Each and every 3D modeling software works differently, so hollowing a 3D model is easier in some programs than in others. We’ll take a look at some examples here nevertheless.

One program with an easy-to-use hollowing function is 123D Design. It can hollow any shape by clicking on ‘modify’ and ‘shell’. You can then select how big the hollowed space will be and how thick the walls will remain.


In other programs, like SketchUp, it’s a bit more complicated. An easy way is to start with a 2-dimensional rectangle and use the ‘offset’ function. This will create a rectangle within the rectangle. Delete this space and you’ll have an empty space in your rectangle (left-hand side in the image below). You can then ‘pull’ this 2D shape into a 3D object (right-hand side in the image below). In a final step, you can add ‘walls’ at the top and bottom of the design.

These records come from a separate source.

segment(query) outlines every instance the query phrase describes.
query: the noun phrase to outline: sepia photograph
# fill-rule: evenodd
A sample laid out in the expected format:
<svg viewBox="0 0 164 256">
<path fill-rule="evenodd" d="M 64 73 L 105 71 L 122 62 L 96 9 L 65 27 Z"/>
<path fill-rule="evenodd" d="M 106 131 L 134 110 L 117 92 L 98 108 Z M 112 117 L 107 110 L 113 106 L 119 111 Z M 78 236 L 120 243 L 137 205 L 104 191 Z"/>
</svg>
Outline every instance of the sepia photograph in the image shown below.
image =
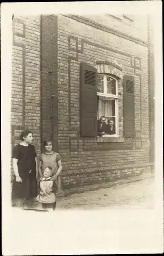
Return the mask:
<svg viewBox="0 0 164 256">
<path fill-rule="evenodd" d="M 10 12 L 10 210 L 42 214 L 45 225 L 70 210 L 153 211 L 155 87 L 162 88 L 154 15 L 42 6 L 39 14 Z M 38 255 L 27 251 L 13 255 Z"/>
</svg>

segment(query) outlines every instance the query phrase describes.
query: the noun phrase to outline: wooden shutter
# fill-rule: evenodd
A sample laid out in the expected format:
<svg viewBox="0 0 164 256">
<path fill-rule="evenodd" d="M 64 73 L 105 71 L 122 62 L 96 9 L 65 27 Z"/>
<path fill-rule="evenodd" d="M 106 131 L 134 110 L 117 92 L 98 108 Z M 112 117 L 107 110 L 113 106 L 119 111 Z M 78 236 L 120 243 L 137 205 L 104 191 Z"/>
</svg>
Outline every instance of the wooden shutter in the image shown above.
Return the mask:
<svg viewBox="0 0 164 256">
<path fill-rule="evenodd" d="M 81 63 L 80 135 L 97 136 L 97 71 L 93 67 Z"/>
<path fill-rule="evenodd" d="M 134 77 L 124 77 L 124 136 L 135 136 Z"/>
</svg>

Probably the easiest way to get a hollow model is by downloading the free Autodesk software Meshmixer. Insert your 3D file, select ‘edit’ and ‘hollow’ and you will have immediate results.


Why do I need escape holes?

As already pointed out, our 3D prints are created layer by layer. With a hollow interior, this means that 3D printing materials can get trapped inside the object. A hollow model full of trapped powder is in danger of deforming. Escape holes are recommended for getting ‘trapped’ 3D printing material out of your 3D print. We typically use pressurized air for cleaning the excess powder off.

escape holes for saving money with 3d printing

Now the questions remain how many escape holes a print needs and how big they need to be. And once again there is no universal answer to this: it all depends on the 3D printing material and the size of your print.

Let’s take a look at some examples: while we recommend at least two escape holes for multicolor prints, you should design more holes than that for gold, silver, brass, and bronze prints. While an escape hole with a diameter of at least 1.5 mm is fine for gold and silver prints, the openings for a ceramic object need to be at least 10 mm big. Once again, taking a look at the individual design guides will provide you with all the answers.